Thanks for your thoughts guys.

Hi Okie,
EasyOut is a black lie! When (not IF but WHEN) the EasyOut snaps off in the stud you will find that it's stub is far harder than any known drill bit and you are into the hassle and expense of pulling the motor, stripping the part down to a bare casting and paying the big bucks to get the stub removed with a Sparkatron.
(EDM, electric discharge machine).
I see the same access problem with installing a Helicoil in situ as you have found in drilling the stud out.
I'm sorry but I think that unless you are very lucky you are f**ked for an in-frame fix.
 
I would honestly leave it, make a new gasket, use some a light coat of yama bond, see if you can get something to keep pressure close to that missing bolt on it till it sets up. If it never leaks good riddance till the motor comes out.

Posted via Mobile
 
To expand on why easy outs are a bad idea. That's the reason. The tapered shape EXPANDS the bolt as you force it in making it an even tighter fit in the soft aluminum crankcase. It's easy to see why an easy-out is a fast trip to ruination. Easy-out's do have their uses but a LH drill bit is the much better choice in most bolt in aluminum cases.
 
To expand on why easy outs are a bad idea. That's the reason. The tapered shape EXPANDS the bolt as you force it in making it an even tighter fit in the soft aluminum crankcase. It's easy to see why an easy-out is a fast trip to ruination. Easy-out's do have their uses but a LH drill bit is the much better choice in most bolt in aluminum cases.

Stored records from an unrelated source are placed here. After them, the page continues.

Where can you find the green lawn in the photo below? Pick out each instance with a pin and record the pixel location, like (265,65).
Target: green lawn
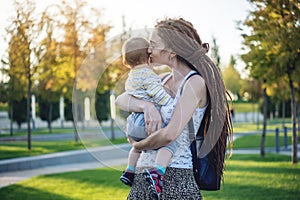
(19,149)
(247,177)
(40,131)
(241,107)
(253,141)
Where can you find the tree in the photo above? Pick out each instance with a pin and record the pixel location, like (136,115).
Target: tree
(272,40)
(48,111)
(49,79)
(232,78)
(20,108)
(215,52)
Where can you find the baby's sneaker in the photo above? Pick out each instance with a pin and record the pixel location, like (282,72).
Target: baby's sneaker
(151,184)
(127,178)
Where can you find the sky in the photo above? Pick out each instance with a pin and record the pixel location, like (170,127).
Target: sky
(210,18)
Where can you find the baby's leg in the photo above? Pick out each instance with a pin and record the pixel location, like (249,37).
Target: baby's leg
(157,173)
(163,158)
(128,175)
(133,157)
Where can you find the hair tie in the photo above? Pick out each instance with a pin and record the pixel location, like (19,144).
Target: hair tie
(197,53)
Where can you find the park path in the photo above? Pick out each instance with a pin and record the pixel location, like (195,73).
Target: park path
(18,169)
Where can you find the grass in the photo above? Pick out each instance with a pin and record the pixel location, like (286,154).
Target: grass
(40,131)
(242,107)
(245,127)
(246,177)
(253,141)
(19,149)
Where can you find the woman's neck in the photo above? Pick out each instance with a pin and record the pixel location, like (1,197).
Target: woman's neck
(179,72)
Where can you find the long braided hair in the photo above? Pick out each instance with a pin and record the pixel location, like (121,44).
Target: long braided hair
(182,38)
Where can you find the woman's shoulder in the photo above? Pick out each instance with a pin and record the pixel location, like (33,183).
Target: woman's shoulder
(196,80)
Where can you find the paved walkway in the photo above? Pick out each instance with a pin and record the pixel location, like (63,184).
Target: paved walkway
(8,178)
(15,170)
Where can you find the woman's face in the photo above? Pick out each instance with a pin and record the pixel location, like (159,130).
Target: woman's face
(159,55)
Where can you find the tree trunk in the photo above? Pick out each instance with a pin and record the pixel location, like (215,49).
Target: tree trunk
(50,117)
(263,136)
(283,113)
(28,114)
(294,138)
(11,118)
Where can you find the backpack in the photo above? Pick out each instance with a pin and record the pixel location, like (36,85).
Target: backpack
(205,172)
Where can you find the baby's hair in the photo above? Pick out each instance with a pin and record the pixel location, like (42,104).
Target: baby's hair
(135,51)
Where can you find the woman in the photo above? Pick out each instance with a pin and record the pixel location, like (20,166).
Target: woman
(175,43)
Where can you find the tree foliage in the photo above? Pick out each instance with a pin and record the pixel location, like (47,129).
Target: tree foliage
(232,79)
(271,40)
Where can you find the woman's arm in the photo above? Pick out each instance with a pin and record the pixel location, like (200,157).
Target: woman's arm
(151,114)
(194,94)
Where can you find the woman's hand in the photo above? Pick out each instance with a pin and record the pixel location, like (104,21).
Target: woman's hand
(152,118)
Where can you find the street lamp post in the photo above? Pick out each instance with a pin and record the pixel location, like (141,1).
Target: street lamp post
(112,99)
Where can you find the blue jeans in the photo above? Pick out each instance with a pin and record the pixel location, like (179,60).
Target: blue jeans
(136,129)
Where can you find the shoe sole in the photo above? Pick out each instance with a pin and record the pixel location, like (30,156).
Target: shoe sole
(126,181)
(151,184)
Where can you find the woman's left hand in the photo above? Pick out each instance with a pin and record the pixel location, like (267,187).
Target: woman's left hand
(152,117)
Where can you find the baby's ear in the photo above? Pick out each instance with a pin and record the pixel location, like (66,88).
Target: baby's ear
(206,46)
(173,55)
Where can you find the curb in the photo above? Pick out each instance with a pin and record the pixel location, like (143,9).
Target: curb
(98,154)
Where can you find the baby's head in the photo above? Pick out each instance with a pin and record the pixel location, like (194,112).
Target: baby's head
(135,51)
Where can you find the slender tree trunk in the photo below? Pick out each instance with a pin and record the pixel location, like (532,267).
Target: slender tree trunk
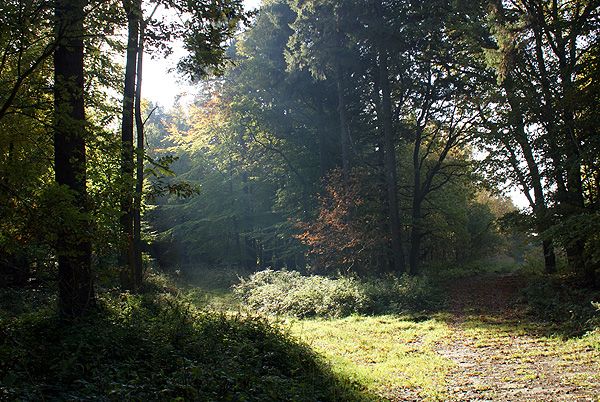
(344,140)
(127,257)
(540,208)
(415,237)
(417,199)
(75,284)
(139,177)
(324,155)
(390,162)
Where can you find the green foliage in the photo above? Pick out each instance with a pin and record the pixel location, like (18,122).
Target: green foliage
(556,300)
(290,293)
(156,347)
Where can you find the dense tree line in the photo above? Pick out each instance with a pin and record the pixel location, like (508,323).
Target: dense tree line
(66,180)
(367,136)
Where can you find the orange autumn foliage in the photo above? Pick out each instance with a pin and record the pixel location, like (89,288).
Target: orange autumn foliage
(349,234)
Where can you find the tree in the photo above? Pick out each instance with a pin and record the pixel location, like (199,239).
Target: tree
(76,290)
(542,48)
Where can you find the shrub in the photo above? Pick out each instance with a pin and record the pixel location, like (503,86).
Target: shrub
(156,347)
(290,293)
(556,300)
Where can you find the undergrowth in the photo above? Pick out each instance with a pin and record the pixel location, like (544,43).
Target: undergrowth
(290,293)
(573,309)
(157,347)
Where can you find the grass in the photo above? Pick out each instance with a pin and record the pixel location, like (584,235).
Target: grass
(192,342)
(156,346)
(421,356)
(385,354)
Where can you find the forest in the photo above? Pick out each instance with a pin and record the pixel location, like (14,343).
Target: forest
(370,200)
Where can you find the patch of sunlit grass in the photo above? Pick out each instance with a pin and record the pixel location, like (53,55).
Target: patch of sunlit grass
(382,353)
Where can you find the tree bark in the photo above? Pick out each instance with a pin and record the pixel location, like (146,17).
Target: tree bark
(343,121)
(139,177)
(390,162)
(540,209)
(127,256)
(75,284)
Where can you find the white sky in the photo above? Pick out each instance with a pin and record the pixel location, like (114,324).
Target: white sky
(161,86)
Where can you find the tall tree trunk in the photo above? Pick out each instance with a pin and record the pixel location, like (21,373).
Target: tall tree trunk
(540,209)
(417,200)
(75,284)
(127,257)
(139,177)
(343,121)
(416,236)
(390,162)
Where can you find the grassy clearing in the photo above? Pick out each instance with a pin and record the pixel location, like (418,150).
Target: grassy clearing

I've had experience (bad) with easy outs before, & yes they are extremely hard metal. That's why I was hesitant to apply too much force. Thought it might break loose easily (not). I'm might try a LH drill bit. I'm not going to ruin the cases.

Got a phone call out of the blue yesterday afternoon from someone I know selling his 750 kitted '75 XS650B, Mikuni's, Boyer ignition, 2-1 exhaust. He said he thought of me because he knows I have a collection of these, (mostly parts). He has maybe 9K on it since rebuild, about 25K total, and it seems to run well. Says he's getting too old. He bought it in the condition it's in.
If I can talk him down to a reasonable price, I may just buy it and just pull the motor on this one to do it right. I already have the parts for a new top end, plus rebuilt 35mm dual disc forks ready to install. Surely I can find a way to have fun and not spend too much more money than I already have. Thanks for sharing your knowledge, the main reason I love reading on this site every day.